Все уставились на главного судью. Дело в том, что Жульверн Хачатурян безмятежно дремал, опустив голову на кипу судейских протоколов.
Хачатурян спал. Присутствующие не решались его будить. Рефери и боковые судьи ушли в шашлычную. Зрители читали газеты, вязали, штопали носки, распевали туристические песни.
— Если бы ты знал, как я ненавижу спорт, — произнес Аркадий Дысин, — гипертония у меня.
— И у меня, — сказал Гарбузенко.
— Тоже гипертония?
— Нет, тоже радикулит. Плюс бессонница. Вечером ляжешь, утром проснешься, и затем — целый день без сна.

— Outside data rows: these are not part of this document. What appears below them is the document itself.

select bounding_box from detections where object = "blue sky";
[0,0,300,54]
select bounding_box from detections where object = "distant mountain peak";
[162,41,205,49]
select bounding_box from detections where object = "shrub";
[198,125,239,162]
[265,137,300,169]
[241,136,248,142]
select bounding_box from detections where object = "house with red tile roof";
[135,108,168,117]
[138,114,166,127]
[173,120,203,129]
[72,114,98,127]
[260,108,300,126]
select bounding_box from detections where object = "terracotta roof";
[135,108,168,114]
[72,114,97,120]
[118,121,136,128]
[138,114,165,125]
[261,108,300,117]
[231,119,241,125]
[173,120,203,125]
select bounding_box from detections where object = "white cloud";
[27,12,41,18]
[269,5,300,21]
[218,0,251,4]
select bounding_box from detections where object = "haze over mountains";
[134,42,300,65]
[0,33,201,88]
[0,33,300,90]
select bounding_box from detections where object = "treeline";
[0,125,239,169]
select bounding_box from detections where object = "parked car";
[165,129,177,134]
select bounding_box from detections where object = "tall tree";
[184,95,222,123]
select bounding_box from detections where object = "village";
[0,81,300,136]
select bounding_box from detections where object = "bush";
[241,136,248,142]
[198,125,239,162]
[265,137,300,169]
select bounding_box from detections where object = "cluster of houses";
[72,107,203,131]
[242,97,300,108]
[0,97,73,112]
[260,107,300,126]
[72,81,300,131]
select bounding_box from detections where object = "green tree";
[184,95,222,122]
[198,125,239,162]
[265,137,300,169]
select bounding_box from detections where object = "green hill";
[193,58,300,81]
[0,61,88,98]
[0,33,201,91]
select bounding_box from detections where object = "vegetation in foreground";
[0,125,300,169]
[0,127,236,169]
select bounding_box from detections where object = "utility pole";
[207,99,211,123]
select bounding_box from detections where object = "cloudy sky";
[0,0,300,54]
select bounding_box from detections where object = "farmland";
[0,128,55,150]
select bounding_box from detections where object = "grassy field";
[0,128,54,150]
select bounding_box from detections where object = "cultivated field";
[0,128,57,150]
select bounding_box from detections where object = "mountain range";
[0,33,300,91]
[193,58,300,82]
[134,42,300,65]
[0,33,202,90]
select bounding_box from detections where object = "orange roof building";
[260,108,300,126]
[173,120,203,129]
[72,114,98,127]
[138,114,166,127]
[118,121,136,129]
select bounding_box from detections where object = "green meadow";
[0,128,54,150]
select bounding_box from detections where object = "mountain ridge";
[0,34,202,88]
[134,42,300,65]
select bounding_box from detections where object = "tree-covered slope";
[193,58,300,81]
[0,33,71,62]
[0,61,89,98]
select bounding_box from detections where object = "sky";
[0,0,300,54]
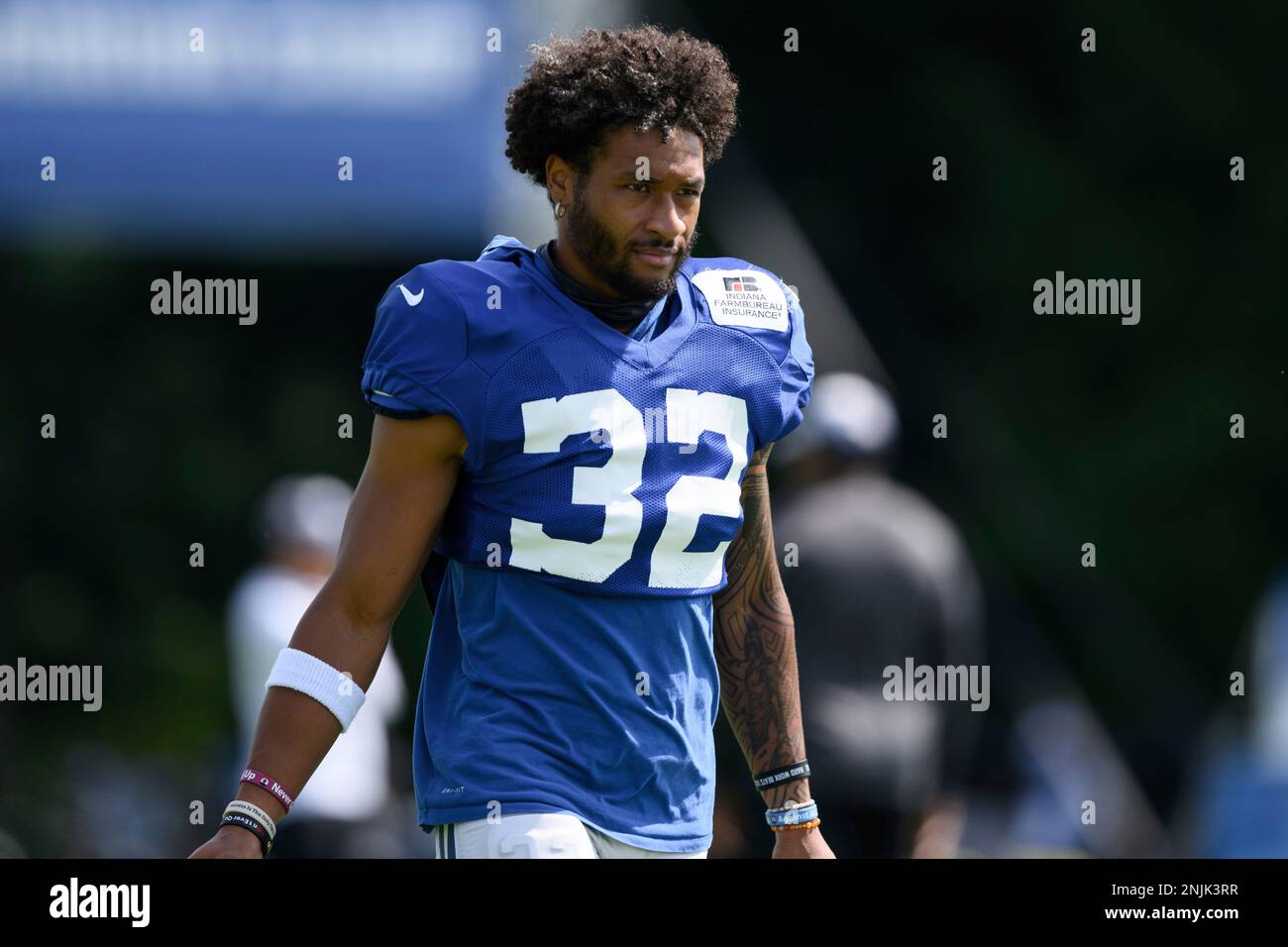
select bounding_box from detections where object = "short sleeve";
[362,265,485,469]
[773,283,814,441]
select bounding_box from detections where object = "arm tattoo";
[712,445,808,806]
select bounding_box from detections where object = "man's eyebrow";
[617,167,707,187]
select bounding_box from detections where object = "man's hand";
[773,828,836,858]
[188,826,265,858]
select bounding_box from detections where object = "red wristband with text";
[241,770,295,811]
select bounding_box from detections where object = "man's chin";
[621,261,680,299]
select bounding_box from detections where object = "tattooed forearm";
[712,445,808,806]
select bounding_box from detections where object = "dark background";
[0,0,1288,856]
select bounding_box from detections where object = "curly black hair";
[505,26,738,185]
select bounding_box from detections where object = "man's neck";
[537,240,661,335]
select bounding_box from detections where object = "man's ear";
[546,155,576,206]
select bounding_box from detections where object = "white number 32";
[510,388,747,588]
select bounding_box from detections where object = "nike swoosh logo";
[398,283,425,305]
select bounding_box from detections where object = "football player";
[196,27,832,858]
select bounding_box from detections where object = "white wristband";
[265,648,368,733]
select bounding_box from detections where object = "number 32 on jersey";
[510,388,747,588]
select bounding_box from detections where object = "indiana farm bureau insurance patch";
[693,269,789,333]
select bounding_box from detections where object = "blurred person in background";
[1181,566,1288,858]
[774,372,983,858]
[228,475,407,858]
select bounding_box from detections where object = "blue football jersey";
[362,236,812,852]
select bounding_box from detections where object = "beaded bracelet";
[769,818,823,832]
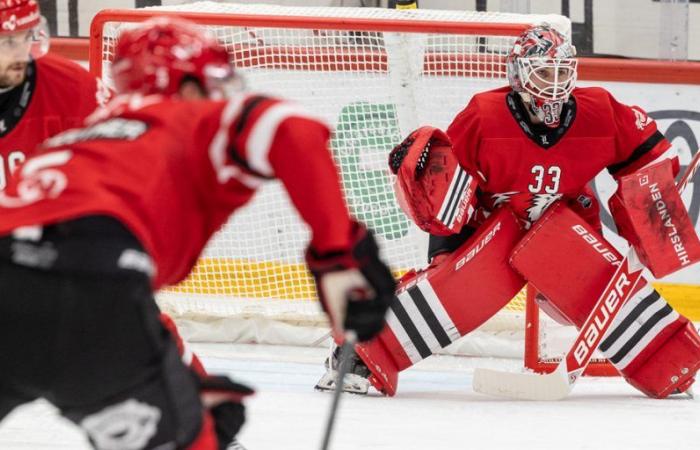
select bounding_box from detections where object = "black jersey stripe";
[391,297,433,359]
[408,286,452,348]
[228,95,274,180]
[600,290,661,352]
[235,95,269,134]
[608,131,665,175]
[610,303,673,364]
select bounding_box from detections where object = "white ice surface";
[0,344,700,450]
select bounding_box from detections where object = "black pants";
[0,261,202,450]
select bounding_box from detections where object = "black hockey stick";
[321,332,357,450]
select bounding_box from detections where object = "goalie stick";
[321,332,357,450]
[472,150,700,400]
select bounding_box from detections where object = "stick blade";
[472,368,571,401]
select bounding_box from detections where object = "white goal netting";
[91,2,570,351]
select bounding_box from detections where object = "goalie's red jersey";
[447,88,670,229]
[0,95,351,288]
[0,54,110,190]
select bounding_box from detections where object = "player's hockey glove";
[199,375,255,448]
[389,126,477,236]
[306,223,396,342]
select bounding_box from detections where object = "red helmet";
[0,0,49,58]
[506,24,578,127]
[0,0,41,33]
[112,17,233,97]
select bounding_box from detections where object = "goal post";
[90,2,616,368]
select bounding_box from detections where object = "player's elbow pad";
[389,126,477,236]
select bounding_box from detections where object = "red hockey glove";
[306,224,396,342]
[200,375,255,448]
[389,127,477,236]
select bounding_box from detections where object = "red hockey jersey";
[447,87,670,229]
[0,54,110,190]
[0,95,351,288]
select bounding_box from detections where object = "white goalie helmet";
[0,0,49,59]
[506,24,578,127]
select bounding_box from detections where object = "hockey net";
[90,2,608,370]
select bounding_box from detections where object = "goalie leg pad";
[622,317,700,398]
[510,203,622,326]
[609,159,700,278]
[511,204,700,398]
[357,208,525,395]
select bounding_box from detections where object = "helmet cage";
[514,57,578,102]
[0,16,50,60]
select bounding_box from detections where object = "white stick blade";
[472,369,571,401]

То одно, то другое…
— Пора завязывать, старик!
— Давно пора…
— Прости, кто выиграл? — заинтересовался очнувшийся Жульверн Хачатурян.
— Какая разница, — ответил Гарбузенко.
Потом он сел на ковер и закурил.
— То есть как? — забеспокоился Хачатурян. — Ведь иностранцы наблюдают! «Расцветали яблони и груши…» — нежно пропел он в сторону западных корреспондентов.
— «Поплыли туманы над рекой», — живо откликнулись корреспонденты Гарри Зонт и Билли Ард.
— Аркаша выиграл, — сказал Гарбузенко, — он красивый, пусть его и фотографируют.
— И ты ничего, — возразил Аркадий Дысин, — ты — смуглый.
— Короче, ты судья, Жульверн Арамович, ты и решай, — высказался Гарбузенко.
— Какой там судья, — покачал головой Хачатурян, — Бог вам судья, ребята.
— Идея! — сказал Дысин, вытащил монету, бросил ее на ковер.
— Орел! — закричал Гарбузенко.
Дысин задумался.
— Решка, — молвил он наконец. Хачатурян шагнул вперед, придавил монету носком лакированного ботинка.